Na MTV atual, Ricardo Gadelha e Ciro Sales posam de conselheiros - mais do campo sentimental e comportamental do que sexual, digamos assim, em uma versão nacional do "Cat Fish". O programa é um dos pontos altos da emissora, na TV e na plataforma sob demanda, a MTV Play
O 'VMB' é certamente a maior lacuna da nova MTV, em relação à antiga. Grande premiação do videoclipe nacional, o evento anual era um acontecimento para o meio musical (e fonográfico, hoje uma indústria profundamente esvaziada pelos downloads, spotfy e afins). O VMB reunia representantes de todos os gêneros em uma grande festa. As inovações e ousadias ali apresentadas pautavam outras premiações de música e a transmissão da cerimônia, ao vivo, funcionava com perfeição jamais atingida por qualquer outro canal (exceção feita a 2004, quando Caetano, diante de uma falha em sua apresentação com David Byrne, bradou: 'Emetevê, bota essa porra pra funcionar'
A indústria fonográfica que ajudava a botar de pé o 'VMB' pode ter se esvaziado, mas o videoclipe não morreu, como endossa a própria faixa diária do canal atual, 'MTV Hits', agora com participação da influenciadora digital Becca Pires.
O 'Comédia MTV', da gestão da Abril, fez brotar na TV uma geração de novos comediantes, com Tatá Werneck e Marcelo Adnet na linha de frente, mais Dani Calabresa, Paulinho Serra, Bento Ribeiro e, entre outros, Daniel Furlan, que participa do 'Lady Night' de Tatá no Multishow e da série 'Samantha!', da Netflix
Na MTV atual, a comédia não pode ser ponto forte, já que esse segmento fica reservado ao canal Comedy Central, da mesma Viacom. Mas, já que a Viacom se tornou sócia majoritária do Porta dos Fundos, o maior portal de vídeos de humor do Brasil e um dos maiores do mundo, não custa nada levar à programação os curta-metragens já conhecidos pelo YouTube, e é desse bom material que vive o riso da atual MTV
A MTV aberta, em seu último respiro, levou ao ar a ótima série "A Menina Sem Qualidades", do premiado diretor Felipe Hircsh, que assinava também o roteiro, com Renata Melo e Marcelo Backes. Protagonizado por Bianca Comparato e Rodrigo Pandolfo, o enredo aborda a capacidade desses jovens de subverter regras sociais e testar os limites das convenções.
Atualmente, a MTV Brasil produz "Feras", sua segunda série como canal pago. A história gira em torno de um rapaz beirando os 30 e recém-separado que se depara com novos comportamentos na arte do namoro ou só do sexo. Estreia em novembro.

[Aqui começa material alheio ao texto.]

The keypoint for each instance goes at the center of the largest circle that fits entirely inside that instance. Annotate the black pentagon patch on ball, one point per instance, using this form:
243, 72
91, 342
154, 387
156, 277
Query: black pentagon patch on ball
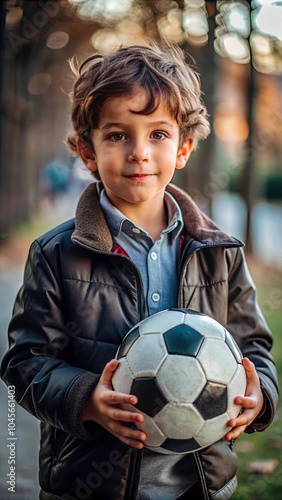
183, 340
180, 445
150, 398
212, 401
233, 347
127, 342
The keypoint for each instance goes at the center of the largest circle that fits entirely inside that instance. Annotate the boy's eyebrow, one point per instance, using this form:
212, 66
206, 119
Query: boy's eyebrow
157, 123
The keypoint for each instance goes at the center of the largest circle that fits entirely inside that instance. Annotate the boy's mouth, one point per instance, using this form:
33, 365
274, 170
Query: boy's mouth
138, 177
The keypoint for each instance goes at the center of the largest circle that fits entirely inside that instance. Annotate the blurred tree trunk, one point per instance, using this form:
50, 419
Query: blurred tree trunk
2, 170
248, 183
199, 176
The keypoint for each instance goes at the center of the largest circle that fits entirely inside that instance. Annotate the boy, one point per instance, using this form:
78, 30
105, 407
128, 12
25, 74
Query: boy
137, 245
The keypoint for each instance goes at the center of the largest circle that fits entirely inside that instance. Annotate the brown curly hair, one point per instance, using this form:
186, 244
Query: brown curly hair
160, 70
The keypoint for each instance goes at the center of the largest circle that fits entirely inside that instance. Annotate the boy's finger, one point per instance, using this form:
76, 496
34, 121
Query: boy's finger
108, 372
249, 369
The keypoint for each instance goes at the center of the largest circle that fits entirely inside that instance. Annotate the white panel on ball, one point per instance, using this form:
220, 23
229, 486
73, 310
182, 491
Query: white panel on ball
207, 326
161, 322
220, 365
181, 378
145, 361
179, 421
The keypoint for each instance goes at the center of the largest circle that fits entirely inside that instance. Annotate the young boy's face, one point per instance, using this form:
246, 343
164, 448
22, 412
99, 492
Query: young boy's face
135, 154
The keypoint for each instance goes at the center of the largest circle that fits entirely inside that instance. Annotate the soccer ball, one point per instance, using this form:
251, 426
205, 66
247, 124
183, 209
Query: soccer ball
185, 369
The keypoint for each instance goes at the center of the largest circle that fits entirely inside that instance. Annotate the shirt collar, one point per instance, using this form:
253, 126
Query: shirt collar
118, 222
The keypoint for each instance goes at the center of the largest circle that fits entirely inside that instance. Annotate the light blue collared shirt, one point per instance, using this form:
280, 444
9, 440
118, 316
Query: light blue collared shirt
162, 477
157, 261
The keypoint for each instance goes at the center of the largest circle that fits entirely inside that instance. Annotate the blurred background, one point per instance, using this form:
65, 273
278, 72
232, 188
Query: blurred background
235, 176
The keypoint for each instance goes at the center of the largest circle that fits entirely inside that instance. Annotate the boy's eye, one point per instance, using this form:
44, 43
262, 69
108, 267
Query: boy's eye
159, 134
117, 136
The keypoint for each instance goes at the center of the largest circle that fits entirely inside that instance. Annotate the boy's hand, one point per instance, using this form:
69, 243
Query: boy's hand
252, 403
102, 407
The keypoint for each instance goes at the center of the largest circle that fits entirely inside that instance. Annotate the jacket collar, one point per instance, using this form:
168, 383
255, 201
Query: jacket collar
91, 229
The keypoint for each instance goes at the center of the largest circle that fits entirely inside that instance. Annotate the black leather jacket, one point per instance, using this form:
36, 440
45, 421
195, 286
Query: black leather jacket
78, 300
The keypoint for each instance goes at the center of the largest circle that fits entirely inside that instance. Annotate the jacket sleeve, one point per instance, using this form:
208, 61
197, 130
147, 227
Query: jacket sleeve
37, 362
249, 328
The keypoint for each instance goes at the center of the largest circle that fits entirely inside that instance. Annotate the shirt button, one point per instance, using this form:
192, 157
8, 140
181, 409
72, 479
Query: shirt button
155, 297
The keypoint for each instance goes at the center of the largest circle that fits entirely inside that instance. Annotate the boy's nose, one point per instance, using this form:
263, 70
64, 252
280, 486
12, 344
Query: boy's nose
139, 155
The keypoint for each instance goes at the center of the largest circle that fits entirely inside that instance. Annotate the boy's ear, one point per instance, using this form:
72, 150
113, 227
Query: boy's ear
86, 155
183, 154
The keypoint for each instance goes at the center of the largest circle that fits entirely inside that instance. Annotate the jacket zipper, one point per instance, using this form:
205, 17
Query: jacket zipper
136, 458
191, 252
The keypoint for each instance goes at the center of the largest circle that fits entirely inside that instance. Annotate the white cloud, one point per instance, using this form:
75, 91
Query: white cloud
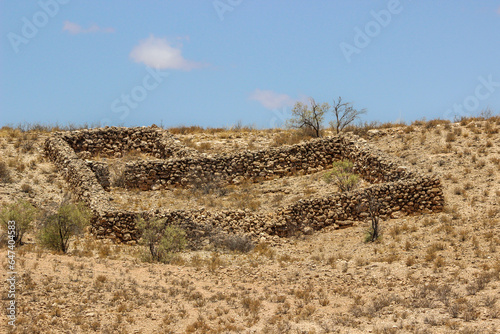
159, 54
272, 100
75, 28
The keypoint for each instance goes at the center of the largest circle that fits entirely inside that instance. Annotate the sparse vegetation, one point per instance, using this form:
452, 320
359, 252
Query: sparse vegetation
23, 214
161, 241
69, 220
310, 117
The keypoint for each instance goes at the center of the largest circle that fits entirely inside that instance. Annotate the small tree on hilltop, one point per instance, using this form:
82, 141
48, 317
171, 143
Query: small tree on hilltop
162, 241
344, 114
373, 207
70, 219
310, 117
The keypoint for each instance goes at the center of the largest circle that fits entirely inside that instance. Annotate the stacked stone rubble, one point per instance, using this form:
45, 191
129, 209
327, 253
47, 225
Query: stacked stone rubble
397, 188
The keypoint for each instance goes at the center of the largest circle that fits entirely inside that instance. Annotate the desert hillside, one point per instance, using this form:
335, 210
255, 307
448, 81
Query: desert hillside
427, 273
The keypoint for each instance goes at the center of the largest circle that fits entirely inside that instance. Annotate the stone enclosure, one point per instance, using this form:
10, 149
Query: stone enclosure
399, 189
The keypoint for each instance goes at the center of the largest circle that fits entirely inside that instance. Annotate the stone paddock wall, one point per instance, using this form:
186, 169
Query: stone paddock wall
116, 141
399, 189
308, 157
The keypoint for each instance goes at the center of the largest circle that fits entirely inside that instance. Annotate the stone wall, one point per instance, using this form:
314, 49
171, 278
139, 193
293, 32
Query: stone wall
115, 141
308, 157
399, 189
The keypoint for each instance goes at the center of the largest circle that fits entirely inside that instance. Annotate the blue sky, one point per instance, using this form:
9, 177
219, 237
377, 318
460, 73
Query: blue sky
220, 62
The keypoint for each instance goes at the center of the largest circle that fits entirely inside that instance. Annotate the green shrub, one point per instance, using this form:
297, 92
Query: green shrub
23, 213
70, 220
4, 173
162, 241
342, 175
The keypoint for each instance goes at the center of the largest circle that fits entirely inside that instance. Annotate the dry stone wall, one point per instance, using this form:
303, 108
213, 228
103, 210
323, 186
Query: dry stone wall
115, 141
398, 188
308, 157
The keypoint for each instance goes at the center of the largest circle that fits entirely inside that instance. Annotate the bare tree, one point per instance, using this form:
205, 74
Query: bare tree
344, 113
374, 212
309, 117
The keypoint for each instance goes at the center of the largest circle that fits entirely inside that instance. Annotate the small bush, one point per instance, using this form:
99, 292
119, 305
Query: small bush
26, 188
162, 241
4, 173
70, 220
23, 213
236, 243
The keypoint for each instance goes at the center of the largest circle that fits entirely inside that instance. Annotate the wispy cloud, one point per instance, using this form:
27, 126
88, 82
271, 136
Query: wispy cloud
74, 28
271, 100
158, 53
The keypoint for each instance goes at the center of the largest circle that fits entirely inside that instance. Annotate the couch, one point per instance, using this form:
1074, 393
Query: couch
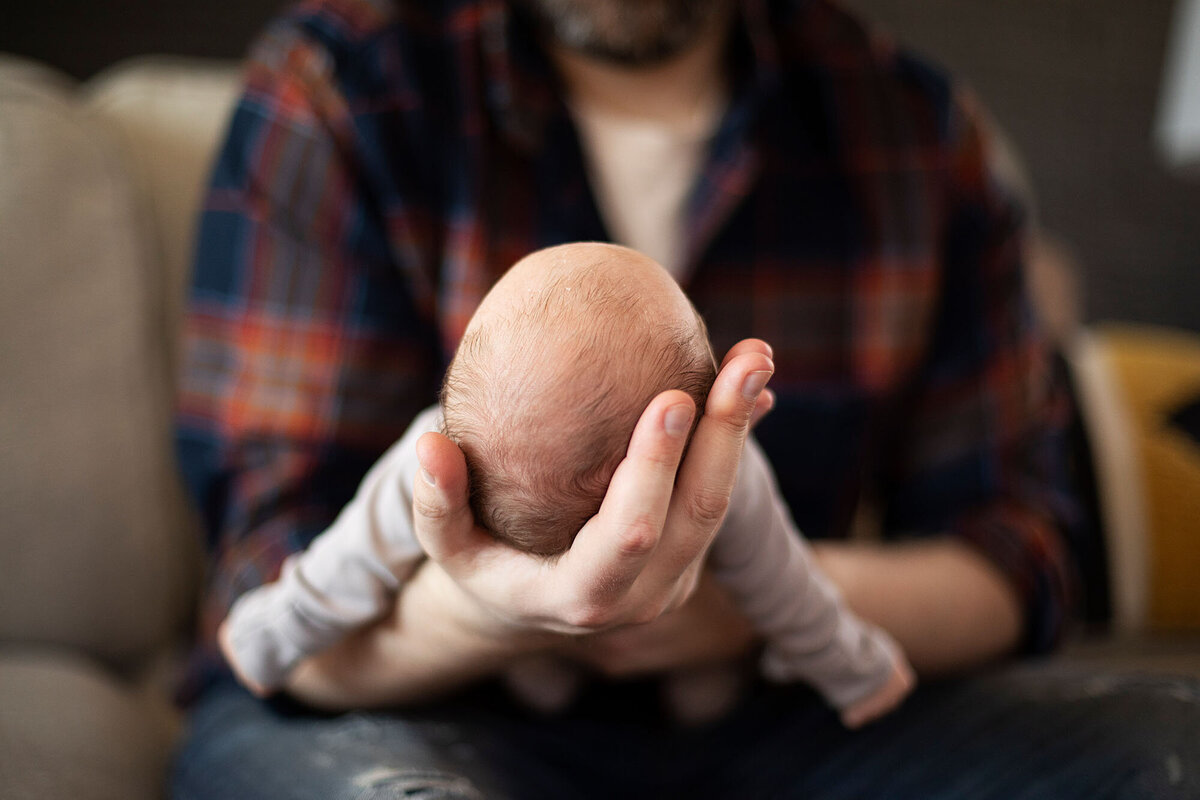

É a segunda série do canal, que produz agora uma nova temporada de "Perrengue", primeiro título de ficção da gestão da Viacom.
É claro que faz falta, para a atual MTV, contar com a força de uma indústria fonográfica que já não existe mais, mas uma herança louvável da velha MTV são os shows acústicos caprichadíssimos que fizeram diferença para a carreira de seus protagonistas e para o repertório nacional: Cássia Eller, Gilberto Gil, Titãs, Kid Abelha, Lobão, Paralamas do Sucesso, Rita Lee e tantos outros trabalhos primorosos ficaram dessa leva. Até Roberto Carlos teve o seu, apesar de a Globo, à época, ter vetado a exibição do programa.
Parece paradoxal dizer que falta à nova MTV o tom vanguardista da velha MTV. Por mais que o mundo tenha mudado, o canal aberto foi um celeiro de talentos do qual a MTV fechada não chega nem perto. Sabíamos falar de sexo com mais utilidade, mais pluralidade e menos oportunismo, e tínhamos um incentivo à produção musical que inexiste agora. O pior, nisso tudo, é que o acervo da velha MTV continua repousando no velho edifício da Alfonso Bovero, sem destino certo. Pertence à Abril, que não vai lá buscar o seu tesouro nem decide doá-lo a uma Cinemateca ou algo que o valha. E lá se vão cinco anos que a lojinha lá fechou, sem que o estoque merecesse qualquer atenção.